Compared with HD, PD is associated with the advantages of higher quality of life, preserved residual renal function, and cost saving [2]. Several studies reported a potential survival advantage over HD [2, 3]. However, currently the proportion of patients choosing PD is much lower than that of HD in Taiwan, around 16.4% in 2014 [4]. Previous studies have identified several crucial factors associated with renal replacement modality (RRM) selection, including the timing of referral, physician bias, predialysis education, resource availability, social and cultural habits, access to hospital dialysis beds, and lack of teamwork experience with certain dialysis modalities [5–7]. Barriers to PD include medical and social factors, physician bias, late referral, unplanned dialysis, time spent on modality education, and education not tailored to the needs of older patients [8, 9]. In addition, ESRD patients who had better family/caregiver support, higher cognition of dialysis, and stronger receptivity to dialysis were associated to the high percentage of PD treatment [10].

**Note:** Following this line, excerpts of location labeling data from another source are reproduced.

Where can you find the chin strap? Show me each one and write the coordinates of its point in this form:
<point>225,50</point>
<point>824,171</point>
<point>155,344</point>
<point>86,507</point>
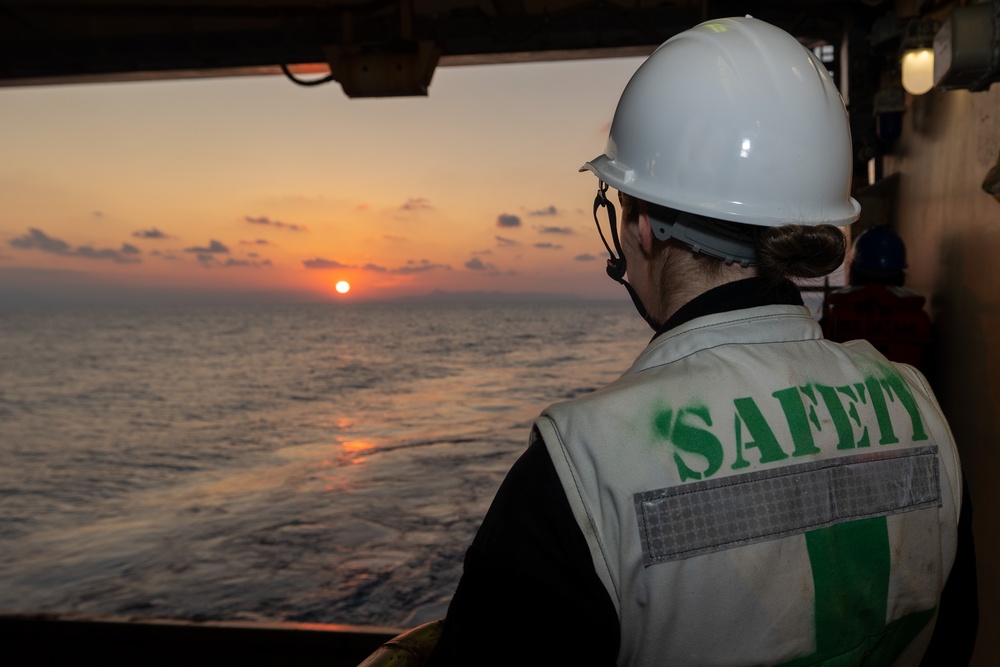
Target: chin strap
<point>616,263</point>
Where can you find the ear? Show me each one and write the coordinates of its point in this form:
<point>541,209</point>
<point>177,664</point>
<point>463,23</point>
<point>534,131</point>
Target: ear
<point>645,231</point>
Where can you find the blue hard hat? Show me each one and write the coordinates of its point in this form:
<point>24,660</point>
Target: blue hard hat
<point>879,249</point>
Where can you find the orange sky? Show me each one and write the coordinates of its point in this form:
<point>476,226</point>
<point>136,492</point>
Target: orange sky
<point>224,187</point>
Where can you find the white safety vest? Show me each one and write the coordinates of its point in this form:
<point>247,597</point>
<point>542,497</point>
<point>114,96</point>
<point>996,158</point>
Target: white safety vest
<point>753,494</point>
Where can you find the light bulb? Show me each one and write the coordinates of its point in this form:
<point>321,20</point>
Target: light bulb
<point>918,71</point>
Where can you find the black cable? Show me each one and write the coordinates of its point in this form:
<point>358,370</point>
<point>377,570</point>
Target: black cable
<point>301,82</point>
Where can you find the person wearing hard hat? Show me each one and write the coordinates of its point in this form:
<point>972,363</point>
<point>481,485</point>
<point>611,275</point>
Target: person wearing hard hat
<point>748,492</point>
<point>876,306</point>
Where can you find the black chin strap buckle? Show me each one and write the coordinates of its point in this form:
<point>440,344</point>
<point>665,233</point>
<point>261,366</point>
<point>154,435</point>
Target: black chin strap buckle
<point>616,263</point>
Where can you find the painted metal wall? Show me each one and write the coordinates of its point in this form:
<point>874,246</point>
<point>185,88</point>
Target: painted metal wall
<point>951,226</point>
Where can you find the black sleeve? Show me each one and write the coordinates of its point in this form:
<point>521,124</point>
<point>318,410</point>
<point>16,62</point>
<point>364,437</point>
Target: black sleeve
<point>529,592</point>
<point>954,635</point>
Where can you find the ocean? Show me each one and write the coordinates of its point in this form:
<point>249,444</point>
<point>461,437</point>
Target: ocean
<point>324,463</point>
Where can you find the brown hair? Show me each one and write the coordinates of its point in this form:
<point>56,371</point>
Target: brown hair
<point>799,251</point>
<point>787,251</point>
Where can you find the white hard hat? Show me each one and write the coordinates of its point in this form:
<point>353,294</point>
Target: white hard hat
<point>734,120</point>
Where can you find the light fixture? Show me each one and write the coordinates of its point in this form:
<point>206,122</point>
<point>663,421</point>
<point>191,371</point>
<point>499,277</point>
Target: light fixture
<point>918,70</point>
<point>917,56</point>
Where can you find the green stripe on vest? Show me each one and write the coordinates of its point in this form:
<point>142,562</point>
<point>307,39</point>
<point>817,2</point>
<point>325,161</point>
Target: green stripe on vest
<point>850,567</point>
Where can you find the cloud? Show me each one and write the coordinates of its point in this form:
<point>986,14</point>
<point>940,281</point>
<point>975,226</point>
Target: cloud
<point>476,264</point>
<point>264,220</point>
<point>416,204</point>
<point>36,239</point>
<point>507,220</point>
<point>246,262</point>
<point>420,267</point>
<point>151,233</point>
<point>550,210</point>
<point>214,247</point>
<point>320,263</point>
<point>411,266</point>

Before reaching the stage of dialysis-dependent ESRD, patients with chronic kidney disease (CKD) who receive early nephrology referral and multidisciplinary predialysis education (MPE) are associated with improved survival [11, 12], cost savings [5, 13, 14], and a significantly increased PD selection rate [5, 15, 16]. Previous studies have shown that, when offered a choice, approximately half of patients with incident ESRD choose home-based therapies, including PD [9, 17]. Hence, it is now widely accepted that MPE is an integral part of care for CKD patients before becoming ESRD and might improve PD uptake.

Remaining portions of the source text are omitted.